第39回「学習された無力感」 (2011.7)

2011/07/12

 学校現場にいらっしゃる先生方の多くは、受け持たれている児童生徒に、やる気を出して欲しいと願っていることでしょう。学習のつまずきも、「やる気」さえあれば、乗り越えられるとお考えであると思います。

 やる気と関係する言葉に、自己効力感(self-efficacy)があります。自己効力感とは、カナダ人心理学者アルバート・バンデューラが提唱したもので、自己効力と言われることもあります。類似する言葉に自尊心(self-esteem)という言葉もありますが、自尊心は本人自身の価値に関する感覚であるのに対して、自己効力感は自分の目標に対する能力があるかどうかという感覚で、少し異なります。私の研究は、児童生徒の持つ感性的な理解を概念的な理解に変容させるために(つまり、子どもたちがより深く理解するために)、教材の開発や指導法を改善すること。そして、その教育効果を検証することにあります。しかし、どのようなアプローチをしても、不思議と最後には自己効力感を高めることの重要性に行き着いてしまいます。

 ある時、仲間の先生と、「やる気を高める指導法の研究はあるけど、やる気を失わせるような研究はないよね。」という話をしました。確かに、教育実践学の研究としては見当たりません。しかし、心理学を少しかじられたことのある方はご存じの通り、やる気を失わせる研究は「学習性無力感(learned helplessness)」という言葉で知られています。
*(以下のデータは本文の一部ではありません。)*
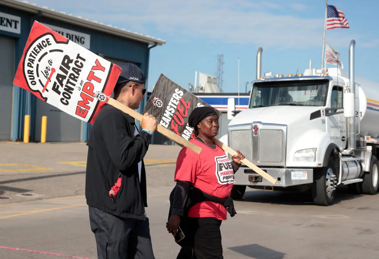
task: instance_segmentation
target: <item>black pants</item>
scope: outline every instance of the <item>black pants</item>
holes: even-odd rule
[[[155,259],[148,219],[118,217],[89,206],[98,259]]]
[[[188,246],[182,248],[177,259],[223,259],[220,230],[222,221],[213,217],[187,218],[185,238],[188,238]]]

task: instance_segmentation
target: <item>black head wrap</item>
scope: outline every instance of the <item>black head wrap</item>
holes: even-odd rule
[[[197,125],[209,116],[217,115],[215,109],[209,106],[196,107],[193,109],[188,117],[188,125],[195,130]]]

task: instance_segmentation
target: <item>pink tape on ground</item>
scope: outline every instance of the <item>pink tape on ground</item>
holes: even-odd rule
[[[41,251],[34,251],[33,250],[28,250],[28,249],[22,249],[22,248],[15,248],[13,247],[5,247],[4,246],[0,246],[0,248],[3,249],[10,249],[11,250],[14,250],[18,251],[26,251],[27,252],[31,252],[32,253],[38,253],[40,254],[50,254],[51,255],[56,256],[63,256],[64,257],[69,257],[70,258],[76,258],[76,259],[91,259],[91,258],[86,258],[84,257],[78,257],[78,256],[66,256],[64,254],[54,254],[52,253],[47,253],[47,252],[41,252]]]

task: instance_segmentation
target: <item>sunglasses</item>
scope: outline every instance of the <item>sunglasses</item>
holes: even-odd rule
[[[135,85],[136,85],[138,86],[140,86],[138,84],[138,83],[135,83],[134,84]],[[131,85],[130,86],[131,87],[132,85]],[[142,87],[142,86],[141,86],[141,88],[142,88],[142,95],[143,95],[145,94],[145,93],[146,93],[146,91],[147,91],[147,89],[146,89],[144,87]]]

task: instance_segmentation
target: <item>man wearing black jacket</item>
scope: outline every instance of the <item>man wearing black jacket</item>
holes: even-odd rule
[[[145,75],[133,64],[119,66],[114,98],[138,109],[146,91]],[[143,159],[157,124],[146,113],[139,132],[134,118],[110,105],[96,117],[87,143],[85,193],[98,259],[154,259]]]

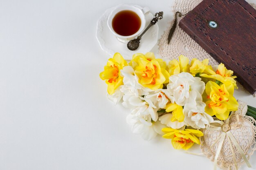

今から40年ほど前、心理学者マーティン・セリグマン(Martin Seligman)が、学生時代に思いついたことを10年かけて実証したことで知られています。それは、2匹の犬に電気ショックを与え、1頭の犬はボタンを押すと電気ショックから逃れられるスイッチを用意し、もう1頭の犬には押しても効果のないダミーのスイッチを用意するという実験です。しばらくすると、ダミーのスイッチを与えられた犬は、電気ショックを加えても何も反応しなくなります。長期間、抵抗や回避困難なストレスと抑圧の下に置かれると、「何をしても意味がない」ことを学習し、逃れようとする努力すらしなくなるのです。

 私たちの周りに、こうした無力感を与える刺激は存在しないのでしょうか。先日、ある幼稚園を訪問した折、園長先生から、「あの子は、数字に色を塗るといった数遊びになると、いつでも『俺やらない』といって逃げていってしまうんです。」という話をお聞きしました。聞くところによると、他の子より、ゆっくりしているため、教室に一人残ってやることが多かったようです。その結果として、「僕は、何をしても(みんなと同じに)できない。」という感覚(無力感)だけが残ってしまったのかもしれません。私が中学校の教師をしていた頃、数学の授業になると腹痛を訴えて保健室に行く生徒が居ました。話を聞くと、授業の最後に行う計算ドリルが嫌で仕方がないとのことです。その時彼が口にした言葉は、「俺、頭悪いから。」でした。

 私たちが、良かれと思ってしていることが、全く逆に作用することがあります。その子にとって本当に良いことは何か、そう考えると教育とは改めて実に深い研究分野であると思います。